POLITICAL SUBDIVISIONS - MINNESOTA

Johnson v. Princeton Public Utilities Commission

Court of Appeals of Minnesota - July 10, 2017 - N.W.2d - 2017 WL 2919109

Employee of sewer-and-water contractor brought negligence action against public utilities commission, seeking to recover for work-related injuries employee sustained when a utility pole fell on his compacting machine.

Following jury trial, the District Court entered judgment in favor of employee, but reduced the jury’s award by the amount that employee received in settlement of his workers’ compensation claim against sewer-and-water contractor, and further reduced the award by 30 percent, to account for the jury’s apportionment of comparative fault, and denied both parties’ motions for judgment as a matter of law. On appeal, the Court of Appeals affirmed the District Court’s orders denying judgment as a matter of law, but reversed the collateral-source reduction and the reduction based on comparative fault. On remand, the District Court concluded that it lacked the authority to grant public utilities commission’s motion seeking a reduction of the judgment under the workers’ compensation and collateral-source statutes, and entered judgment for damages, plus preverdict interest at the rate of ten percent per year, and costs. Public utilities commission appealed.

The Court of Appeals held that:

Public utilities commission was a political subdivision of the state, for purposes of preverdict-interest statute. Legislature intended to authorize cities to provide electric service to customers in specified geographic areas and to allow cities to delegate to a public utilities commission the responsibility for performing such authorized government function.

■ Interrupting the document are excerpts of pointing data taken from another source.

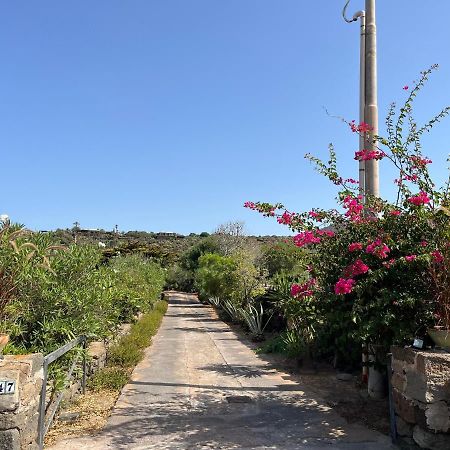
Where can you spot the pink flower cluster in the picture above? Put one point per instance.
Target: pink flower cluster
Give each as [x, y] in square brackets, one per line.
[303, 290]
[354, 207]
[378, 248]
[437, 257]
[361, 128]
[305, 238]
[389, 264]
[311, 237]
[285, 218]
[265, 208]
[344, 286]
[355, 247]
[316, 216]
[358, 268]
[368, 155]
[420, 162]
[419, 199]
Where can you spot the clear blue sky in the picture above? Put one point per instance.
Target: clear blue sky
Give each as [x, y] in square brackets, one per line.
[169, 114]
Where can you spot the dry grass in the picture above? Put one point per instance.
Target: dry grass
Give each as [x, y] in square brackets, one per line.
[94, 409]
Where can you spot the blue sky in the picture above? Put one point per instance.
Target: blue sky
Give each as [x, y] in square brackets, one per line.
[166, 115]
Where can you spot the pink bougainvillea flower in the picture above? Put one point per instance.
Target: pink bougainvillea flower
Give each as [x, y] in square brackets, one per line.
[355, 247]
[303, 290]
[420, 162]
[359, 268]
[354, 208]
[388, 264]
[315, 215]
[368, 155]
[344, 286]
[328, 233]
[378, 248]
[285, 218]
[361, 128]
[250, 205]
[305, 238]
[437, 257]
[414, 177]
[419, 199]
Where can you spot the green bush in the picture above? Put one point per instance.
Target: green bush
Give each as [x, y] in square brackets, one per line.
[129, 350]
[109, 378]
[57, 293]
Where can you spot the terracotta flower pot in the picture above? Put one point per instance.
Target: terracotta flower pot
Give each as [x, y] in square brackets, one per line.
[4, 339]
[440, 337]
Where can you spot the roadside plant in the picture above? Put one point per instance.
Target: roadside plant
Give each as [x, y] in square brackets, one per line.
[370, 275]
[256, 320]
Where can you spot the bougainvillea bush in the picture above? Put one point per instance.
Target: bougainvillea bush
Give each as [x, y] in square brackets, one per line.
[373, 261]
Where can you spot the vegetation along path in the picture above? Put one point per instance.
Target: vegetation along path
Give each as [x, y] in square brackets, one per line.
[200, 387]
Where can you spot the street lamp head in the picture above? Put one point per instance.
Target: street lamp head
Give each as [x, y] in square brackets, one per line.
[355, 17]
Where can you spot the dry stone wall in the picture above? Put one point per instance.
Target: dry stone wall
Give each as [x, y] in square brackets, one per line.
[19, 411]
[421, 395]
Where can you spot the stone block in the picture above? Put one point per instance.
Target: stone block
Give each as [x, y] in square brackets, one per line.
[416, 386]
[10, 402]
[398, 381]
[432, 441]
[406, 354]
[438, 417]
[404, 407]
[399, 366]
[9, 440]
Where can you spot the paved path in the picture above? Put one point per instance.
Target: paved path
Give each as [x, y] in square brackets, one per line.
[200, 387]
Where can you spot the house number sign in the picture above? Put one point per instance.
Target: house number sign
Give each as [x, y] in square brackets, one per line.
[7, 387]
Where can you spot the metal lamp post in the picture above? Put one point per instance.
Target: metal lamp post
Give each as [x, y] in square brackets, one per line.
[368, 113]
[368, 95]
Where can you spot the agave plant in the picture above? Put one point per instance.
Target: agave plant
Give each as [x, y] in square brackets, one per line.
[233, 310]
[215, 301]
[254, 318]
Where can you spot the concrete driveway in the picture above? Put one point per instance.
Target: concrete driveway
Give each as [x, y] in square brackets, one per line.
[200, 387]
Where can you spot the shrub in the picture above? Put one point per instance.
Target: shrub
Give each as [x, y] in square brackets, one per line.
[370, 279]
[129, 350]
[109, 378]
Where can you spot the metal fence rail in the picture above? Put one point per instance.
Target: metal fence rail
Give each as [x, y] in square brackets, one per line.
[47, 414]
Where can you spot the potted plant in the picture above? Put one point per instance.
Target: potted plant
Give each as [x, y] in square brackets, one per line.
[440, 275]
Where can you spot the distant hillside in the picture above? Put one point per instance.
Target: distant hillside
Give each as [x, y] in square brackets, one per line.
[163, 246]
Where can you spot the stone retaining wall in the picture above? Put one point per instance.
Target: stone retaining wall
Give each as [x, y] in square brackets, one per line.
[19, 411]
[421, 394]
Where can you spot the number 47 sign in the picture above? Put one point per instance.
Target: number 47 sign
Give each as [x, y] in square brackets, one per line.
[7, 387]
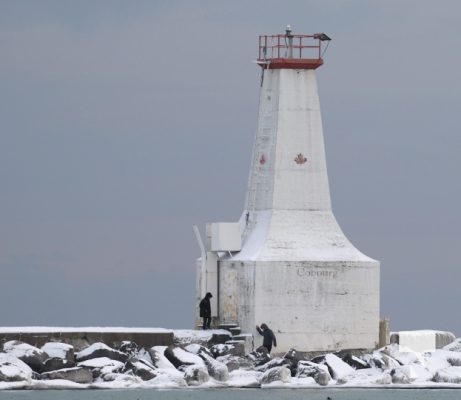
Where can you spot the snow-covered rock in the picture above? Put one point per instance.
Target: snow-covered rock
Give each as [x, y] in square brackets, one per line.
[99, 349]
[76, 374]
[276, 374]
[318, 372]
[59, 350]
[259, 356]
[180, 357]
[196, 375]
[12, 369]
[216, 369]
[338, 368]
[455, 345]
[129, 348]
[403, 355]
[274, 362]
[102, 366]
[142, 369]
[403, 375]
[236, 362]
[244, 379]
[157, 355]
[31, 355]
[448, 375]
[54, 363]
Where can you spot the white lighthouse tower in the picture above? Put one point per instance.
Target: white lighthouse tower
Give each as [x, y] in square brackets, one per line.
[287, 263]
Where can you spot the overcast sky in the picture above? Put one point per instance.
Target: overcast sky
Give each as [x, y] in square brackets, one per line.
[123, 123]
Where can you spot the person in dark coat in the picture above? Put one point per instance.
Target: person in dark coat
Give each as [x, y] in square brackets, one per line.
[205, 310]
[268, 337]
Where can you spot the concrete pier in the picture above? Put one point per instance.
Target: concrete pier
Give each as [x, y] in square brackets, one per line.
[85, 336]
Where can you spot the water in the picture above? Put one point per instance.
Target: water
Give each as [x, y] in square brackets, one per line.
[235, 394]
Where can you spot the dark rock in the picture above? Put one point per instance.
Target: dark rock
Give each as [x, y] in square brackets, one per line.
[236, 362]
[101, 366]
[399, 377]
[219, 350]
[216, 369]
[141, 368]
[76, 374]
[274, 362]
[318, 372]
[98, 350]
[13, 369]
[260, 356]
[352, 360]
[196, 375]
[59, 350]
[54, 363]
[129, 348]
[180, 357]
[282, 374]
[30, 355]
[292, 358]
[198, 349]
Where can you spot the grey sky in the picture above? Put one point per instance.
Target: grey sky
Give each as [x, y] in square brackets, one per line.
[123, 123]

District court did not have the authority to apply a collateral-source offset on remand of employee’s negligence action against public utilities commission to recover for injuries sustained in a work-related accident, where that issue was already decided by the Court of Appeals on an earlier appeal, without any indication that the Court of Appeals contemplated any further proceedings on the issue beyond entry of judgment.